Just because a food is pesticide-free doesn’t mean it’s necessarily more nutritious, according to a study just published by the American Academy of Pediatricsp (AAP). Dr. Janet Silverstein, a professor at the University of Florida found that there is actually no nutritional difference between pesticide-free and foods that are traditionally produced. Silverstein and her colleagues analyzed a number of factors, including the effects of hormones on the food and exposure to chemicals, and even the environmental impact. And their results applied to dairy products, meats, and produce.

In an official statement, the AAP said, “In the long term, there is currently no direct evidence that consuming an organic diet leads to improved health or lower risk of disease.” A few months back, researchers at Stanford reviewed 237 studies looking at organic vs non-organic and found the same thing: that neither has an advantage over the other. The biggest difference between organic and non-organic foods is price—a factor that puts the organics at a distinct disadvantage, given that the prices can be anywhere from 10-100 percent higher.
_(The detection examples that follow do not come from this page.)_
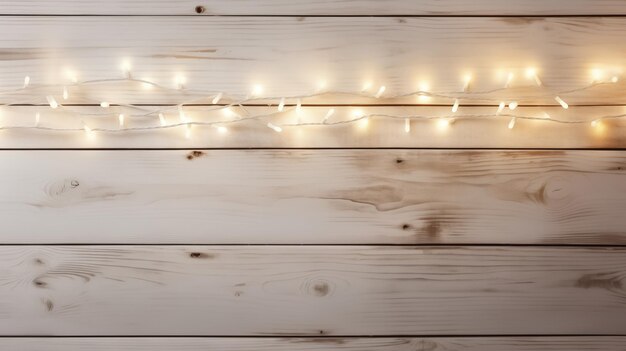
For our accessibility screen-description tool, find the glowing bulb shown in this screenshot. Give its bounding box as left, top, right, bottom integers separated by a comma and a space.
463, 74, 472, 92
211, 93, 224, 105
554, 96, 569, 110
526, 67, 543, 86
46, 95, 59, 108
267, 122, 283, 133
296, 99, 302, 113
278, 98, 285, 112
178, 105, 187, 123
374, 85, 387, 99
508, 117, 515, 129
452, 99, 459, 113
504, 72, 515, 88
122, 60, 130, 79
361, 82, 374, 93
222, 106, 237, 117
252, 84, 263, 96
322, 108, 335, 124
496, 101, 506, 115
217, 126, 228, 134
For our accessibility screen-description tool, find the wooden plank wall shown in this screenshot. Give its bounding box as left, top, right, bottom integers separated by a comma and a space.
0, 0, 626, 351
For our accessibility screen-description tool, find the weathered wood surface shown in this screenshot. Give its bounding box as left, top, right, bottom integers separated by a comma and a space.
0, 16, 626, 105
0, 150, 626, 245
0, 106, 626, 149
0, 336, 626, 351
0, 245, 626, 336
0, 0, 626, 16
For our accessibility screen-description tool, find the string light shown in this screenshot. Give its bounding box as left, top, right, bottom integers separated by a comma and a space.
278, 98, 285, 112
452, 99, 459, 113
122, 60, 131, 79
296, 99, 302, 113
46, 95, 59, 108
0, 67, 626, 139
211, 93, 224, 105
496, 101, 506, 115
554, 96, 569, 110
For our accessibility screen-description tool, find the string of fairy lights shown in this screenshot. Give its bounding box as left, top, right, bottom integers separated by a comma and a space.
0, 62, 626, 138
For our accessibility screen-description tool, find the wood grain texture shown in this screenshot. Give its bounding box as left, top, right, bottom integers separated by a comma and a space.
0, 106, 626, 149
0, 16, 626, 106
0, 0, 626, 16
0, 150, 626, 245
0, 246, 626, 336
0, 336, 626, 351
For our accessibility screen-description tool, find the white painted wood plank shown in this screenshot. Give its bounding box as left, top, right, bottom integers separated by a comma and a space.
0, 150, 626, 245
0, 246, 626, 336
0, 106, 626, 149
0, 16, 626, 105
0, 0, 626, 16
0, 336, 626, 351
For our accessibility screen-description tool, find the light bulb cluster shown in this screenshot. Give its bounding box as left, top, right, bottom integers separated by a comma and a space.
0, 61, 626, 138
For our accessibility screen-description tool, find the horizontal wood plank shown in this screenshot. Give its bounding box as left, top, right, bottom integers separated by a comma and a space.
0, 0, 626, 16
0, 17, 626, 106
0, 246, 626, 336
0, 106, 626, 149
0, 150, 626, 245
0, 336, 626, 351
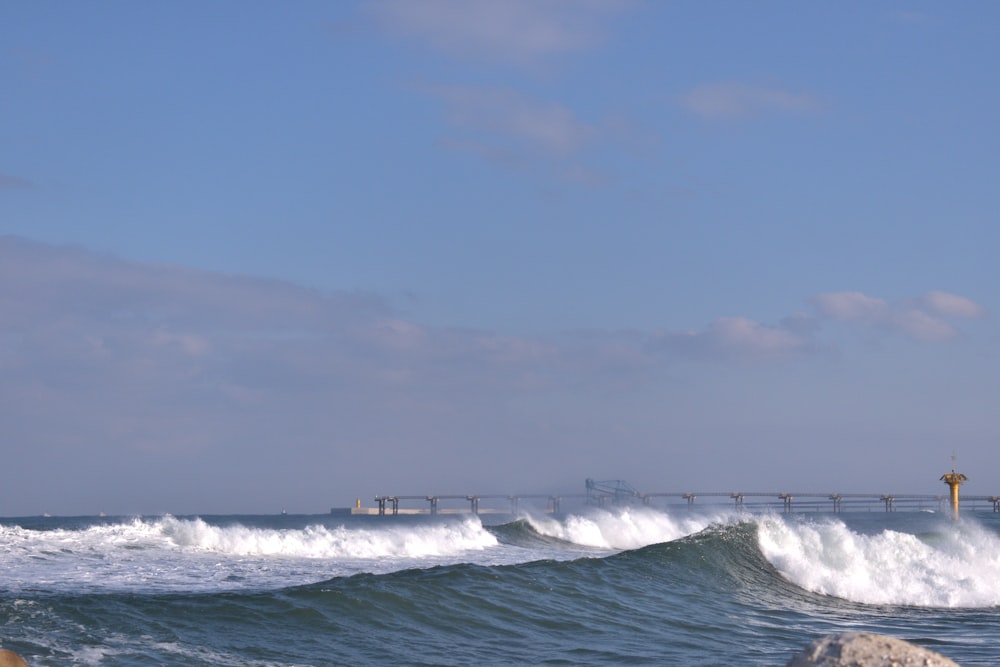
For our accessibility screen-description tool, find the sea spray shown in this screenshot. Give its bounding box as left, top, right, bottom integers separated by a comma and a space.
528, 507, 733, 551
758, 516, 1000, 608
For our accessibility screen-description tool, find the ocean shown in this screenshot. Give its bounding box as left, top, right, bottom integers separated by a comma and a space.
0, 506, 1000, 667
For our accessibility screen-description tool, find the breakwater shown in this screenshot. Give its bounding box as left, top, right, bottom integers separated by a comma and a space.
360, 479, 1000, 516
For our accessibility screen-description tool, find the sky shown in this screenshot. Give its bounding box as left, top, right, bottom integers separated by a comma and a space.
0, 0, 1000, 516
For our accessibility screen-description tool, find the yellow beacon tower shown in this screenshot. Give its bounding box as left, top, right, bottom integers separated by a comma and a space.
941, 456, 969, 519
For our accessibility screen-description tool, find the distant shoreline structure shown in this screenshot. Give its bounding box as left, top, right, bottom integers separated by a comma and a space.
338, 476, 1000, 516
It’s important to understand that this in no way changes nutritionists’ recommendations that kids and eat a diet rich in fruits and vegetables. But it does mean—at least until researchers have a chance to do more extensive research—that it doesn’t really matter where those products come from. So if budget is an issue for mom or dad, it’s more important to have the fruits and vegetables themselves than it is to go organic.